The good news is, you can achieve long term change – with effort and mindfulness:
I am by no means an expert in this area, but below are some ideas I have learned myself and vicariously through my coaching practice, which may be useful in addressing traits you wish to conquer, such as conflict avoidance, domineering leadership, reluctance to delegate, and lack of composure.
Mindfulness (or ‘wise attention’) practiced regularly, can be a simple but effective key for preventing a lapse back into less helpful behaviour, once ‘reformed’.
Whether it takes the form of daily or weekly questions to yourself, to encourage self-reflection, or even quotes or mantras read on a regular basis, each person has the ability to find their own way of being mindful of a particular tendency.
The trick is to practice mindfulness regularly – daily if possible.
Enrolling the help of others to provide feedback to you may also be helpful.
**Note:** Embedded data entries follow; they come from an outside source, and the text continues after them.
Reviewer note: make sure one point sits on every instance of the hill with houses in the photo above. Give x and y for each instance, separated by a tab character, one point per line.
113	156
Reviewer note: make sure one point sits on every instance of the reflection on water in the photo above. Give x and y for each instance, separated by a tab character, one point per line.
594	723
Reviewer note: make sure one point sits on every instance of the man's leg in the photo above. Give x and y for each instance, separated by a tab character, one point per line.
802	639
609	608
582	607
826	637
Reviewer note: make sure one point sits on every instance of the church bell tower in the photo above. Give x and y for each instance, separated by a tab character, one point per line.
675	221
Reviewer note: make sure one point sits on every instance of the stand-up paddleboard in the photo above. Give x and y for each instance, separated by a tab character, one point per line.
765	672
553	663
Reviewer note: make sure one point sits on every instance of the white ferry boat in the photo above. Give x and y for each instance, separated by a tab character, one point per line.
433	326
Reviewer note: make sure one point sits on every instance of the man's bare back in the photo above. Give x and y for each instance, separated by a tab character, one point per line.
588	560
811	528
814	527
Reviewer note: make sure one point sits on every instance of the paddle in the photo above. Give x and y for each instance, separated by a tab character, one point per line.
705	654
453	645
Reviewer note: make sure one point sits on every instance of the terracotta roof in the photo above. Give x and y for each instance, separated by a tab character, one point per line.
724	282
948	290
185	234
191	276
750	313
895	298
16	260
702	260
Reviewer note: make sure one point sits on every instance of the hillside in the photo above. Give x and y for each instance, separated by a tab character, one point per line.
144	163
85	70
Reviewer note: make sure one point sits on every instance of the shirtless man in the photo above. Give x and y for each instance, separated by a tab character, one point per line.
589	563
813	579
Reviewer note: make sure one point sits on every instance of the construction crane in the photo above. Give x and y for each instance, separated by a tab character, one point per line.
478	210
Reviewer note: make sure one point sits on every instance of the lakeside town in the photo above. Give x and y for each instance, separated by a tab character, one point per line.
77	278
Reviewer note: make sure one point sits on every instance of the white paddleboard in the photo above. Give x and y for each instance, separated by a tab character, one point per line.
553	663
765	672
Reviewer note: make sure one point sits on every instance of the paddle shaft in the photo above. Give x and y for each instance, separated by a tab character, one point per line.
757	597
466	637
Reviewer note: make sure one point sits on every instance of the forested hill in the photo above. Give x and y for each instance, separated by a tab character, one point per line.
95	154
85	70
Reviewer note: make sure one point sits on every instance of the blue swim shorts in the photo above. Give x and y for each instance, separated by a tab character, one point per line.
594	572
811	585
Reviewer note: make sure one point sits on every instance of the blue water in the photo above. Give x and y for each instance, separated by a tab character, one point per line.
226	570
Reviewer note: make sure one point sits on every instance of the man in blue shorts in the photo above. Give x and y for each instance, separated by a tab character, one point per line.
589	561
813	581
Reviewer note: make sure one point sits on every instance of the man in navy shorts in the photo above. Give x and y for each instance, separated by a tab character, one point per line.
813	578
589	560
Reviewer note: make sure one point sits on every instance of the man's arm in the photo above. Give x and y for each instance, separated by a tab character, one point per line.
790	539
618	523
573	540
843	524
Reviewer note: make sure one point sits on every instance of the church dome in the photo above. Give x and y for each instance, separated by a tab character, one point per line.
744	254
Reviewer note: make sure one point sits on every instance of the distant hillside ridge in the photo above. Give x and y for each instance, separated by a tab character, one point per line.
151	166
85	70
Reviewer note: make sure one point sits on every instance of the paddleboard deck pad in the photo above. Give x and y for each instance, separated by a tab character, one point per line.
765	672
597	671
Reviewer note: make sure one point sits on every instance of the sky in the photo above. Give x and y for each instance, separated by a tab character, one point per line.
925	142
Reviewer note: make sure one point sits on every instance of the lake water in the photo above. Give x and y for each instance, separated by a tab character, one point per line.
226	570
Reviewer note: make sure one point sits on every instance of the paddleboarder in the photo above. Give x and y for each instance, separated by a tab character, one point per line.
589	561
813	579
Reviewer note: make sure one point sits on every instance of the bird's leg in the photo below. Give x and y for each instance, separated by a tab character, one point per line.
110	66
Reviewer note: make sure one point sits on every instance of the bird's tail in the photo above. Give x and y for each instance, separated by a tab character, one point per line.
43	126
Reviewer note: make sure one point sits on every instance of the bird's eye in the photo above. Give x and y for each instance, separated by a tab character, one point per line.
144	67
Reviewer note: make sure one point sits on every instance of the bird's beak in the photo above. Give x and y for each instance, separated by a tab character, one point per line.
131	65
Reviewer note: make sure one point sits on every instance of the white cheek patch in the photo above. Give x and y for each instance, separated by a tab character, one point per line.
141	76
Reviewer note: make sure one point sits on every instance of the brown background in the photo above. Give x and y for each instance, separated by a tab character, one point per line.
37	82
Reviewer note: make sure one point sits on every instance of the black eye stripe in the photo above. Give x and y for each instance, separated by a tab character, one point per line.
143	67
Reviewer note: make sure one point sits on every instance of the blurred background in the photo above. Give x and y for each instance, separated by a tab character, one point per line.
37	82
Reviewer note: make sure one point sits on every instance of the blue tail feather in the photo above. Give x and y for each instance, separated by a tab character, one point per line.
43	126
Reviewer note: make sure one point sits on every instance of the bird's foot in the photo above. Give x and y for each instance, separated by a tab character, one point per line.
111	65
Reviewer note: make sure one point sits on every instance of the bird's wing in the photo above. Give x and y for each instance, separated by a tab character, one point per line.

Asking a trusted colleague, boss, friend (or your coach) to let you know if they see the specific behaviour being demonstrated, or to give encouragement when they see a better alternative response, can also help to keep you on course with your efforts.
I have even coached one MD whose habit of ‘over talking’ was so ingrained (and he regularly slipped back into old habits), he automatically put a self-imposed accountability in his annual development plan each year about it. Brilliant!
I also hear the words of my own coach saying, “be kind to yourself” (i.e. as you would to a friend), as you work on your own continued self-development.
As Yvon Chouinard has said, “How you climb a mountain is more important than reaching the top.”
In addition to the above tips, it also be helpful to ask yourself (or journal about) the following questions:
What situations bring out this characteristic in me the most? What are the ‘trigger points?’
Knowing which situations you find are likely to trigger your perfectionist friend or micro manager to pop up, will help to keep the behaviour at bay.
In what ways does this specific behaviour hold me back?
Writing down the effects of the traits – on you, your colleagues, and your career in general; will help to provide clarity, and form a bridge between awareness and solution.
What benefits am I gleaning from overcoming this?
Now you know the impact, write down (on the same piece of paper) the benefits from conquering the issue, and read the answers to both questions regularly.
Who has nailed this competency that I know? What do they do? How do they act?
Often thinking about how a specific person would act in a given situation will provide a positive picture in our mind of what our ideal behaviour looks like. This in turn can help us to model that behaviour.
How have you kept yourself true to your reformed behaviour?
What tools have you found useful for getting back on track after a relapse of old behaviours?
I would love to hear your personal stories and insights.
Finally, a big thank you to Kate, for providing me with the inspiration to write this blog post.